“The war with arms is over, now begins the debate of ideas.” So declared Iván Márquez in 2016 after concluding peace talks with the Colombian government. The lead negotiator for the Revolutionary Armed Forces of Colombia (FARC) captured the mood of the moment. After Bogotá formally agreed to peace with the FARC that November, ending 52 years of insurgency, more than 13,000 FARC members demobilized, and some formed a political party with 10 seats in congress. Although the deal’s terms were rejected by a slim majority of the country’s electorate, the prospect of peace and a 15-year UN stabilization plan inspired cautious optimism for civil discourse and new development efforts in one of Latin America’s most unequal countries.
Three years on, Márquez has lost interest in debate. On 29 August, he released a video statement announcing a return to insurgency. Flanked by two other former FARC leaders, Márquez alleged that Bogotá failed to deliver on pledges to develop rural areas and protect demobilized FARC members, at least 135 of whom have been assassinated since the peace deal was signed. The answer, he declared, is armed struggle against the Colombian state.
The appeal will find a sympathetic audience among the more than 30 FARC dissident groups currently operating across Colombia. A Colombian military intelligence report leaked to the press in June this year estimated their aggregate membership at 2,300, up from roughly 300 at the time of the peace accord. Their ranks include militants that never disarmed and those that did but later defected as state-sponsored employment initiatives failed to meet expectations and targeted killings multiplied.

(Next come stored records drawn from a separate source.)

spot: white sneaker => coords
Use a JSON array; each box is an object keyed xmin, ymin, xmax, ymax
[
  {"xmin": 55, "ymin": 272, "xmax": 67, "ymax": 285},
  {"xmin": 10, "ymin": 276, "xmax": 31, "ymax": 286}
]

Anecdotal accounts suggest these groups focus on crime rather than politics. For example, one prominent dissident faction, the Oliver Sinisterra Front, is a prolific cocaine producer in the country’s southwest. The groups also appear uncoordinated and dispersed, preventing them from posing a cohesive and immediate threat to the state. Yet, as a unified force, FARC dissidents would constitute one of the country’s three largest armed groups alongside National Liberation Army insurgents and the Gulf Clan organized crime syndicate.
Accordingly, the prospect that Márquez’s call to arms could unify the FARC’s scattered discontents is a credible threat to the peace process. He and the other leaders from the 29 August video, Jesús Santrich and Hernán Darío Velásquez Saldarriaga, remain iconic figures for former guerrillas. Indeed, one dissident group, formerly the FARC’s 18th front, has already pledged allegiance to the three men. While it is unclear how many more dissident factions will follow suit, it is worth considering what a return to arms under Márquez’s command would mean for Colombia’s economy and security.
Sustained and politically motivated attacks on energy, telecom, and transport infrastructure across southern Colombia would almost certainly resume. They were a recurrent FARC tactic until 2015, when the group held fire to focus on peace talks. With fresh grievances that the state “betrayed” those talks and no political incentive for self-restraint, Márquez’s FARC would likely return to attacking symbols of Colombia’s capitalist economy in the areas—Arauca, Guaviare, Putamayo, and Nariño—where dissident FARC factions are most concentrated. Likely targets include infrastructure belonging to state-owned oil company Ecopetrol, the country’s largest firm by most measures and a source of multibillion-dollar dividends for Bogotá.
Such attacks would undermine large-scale military reform. The Colombian army responded to the peace deal in 2017 by restructuring multiple military divisions and dissolving numerous task forces. With the FARC no longer a priority target, it turned to combating illegal armed groups with arsenals too extensive for the police alone to manage. Over the longer-term, Colombia’s armed forces aim to transition away from a focus on internal conflict and toward becoming a more traditional fighting force that protects national sovereignty against external threats, an ambition underscored by a NATO partnership established last year. Yet, that aspiration will seem increasingly far off if the army once again becomes bogged down in a slow burning guerrilla insurgency.
That insurgency would also impede the very rural development that Márquez accused Bogotá of betraying. Inequality remains persistently high, with the top 1% of Colombians taking in more than 16% of national income, and rural poverty drives the disparity. The FARC peace deal committed Bogotá to reducing rural poverty by 50% within 10 years through a mixture of infrastructure investment in former FARC territory and payments to farmers to grow alternatives to coca. UN monitoring of the crop substitution program suggests it is highly imperfect, with more than 40% of the 99,097 participating families yet to receive a payment. However, the program will fail entirely if a unified FARC force occupies the areas most in need of investment.
A return to armed conflict is not a foregone conclusion, but all the elements needed for a reunified and militant FARC already exist. Márquez has articulated specific grievances against the state and a simple narrative for why disarming was a mistake. In Colombian president Iván Duque, he has an adversary that he can credibly claim as hostile to the FARC and its agenda. And the disparate FARC cells have ample access to arms, experienced fighters, and lucrative criminal businesses capable of financing a sustained insurgency.
The peace agreement, however unpopular, was a once-in-a-generation achievement. If Bogotá does not act quickly to address the factors undermining the deal, it could be a very long wait until Colombia’s guerrillas once again consider the debate of ideas a solution to their problems.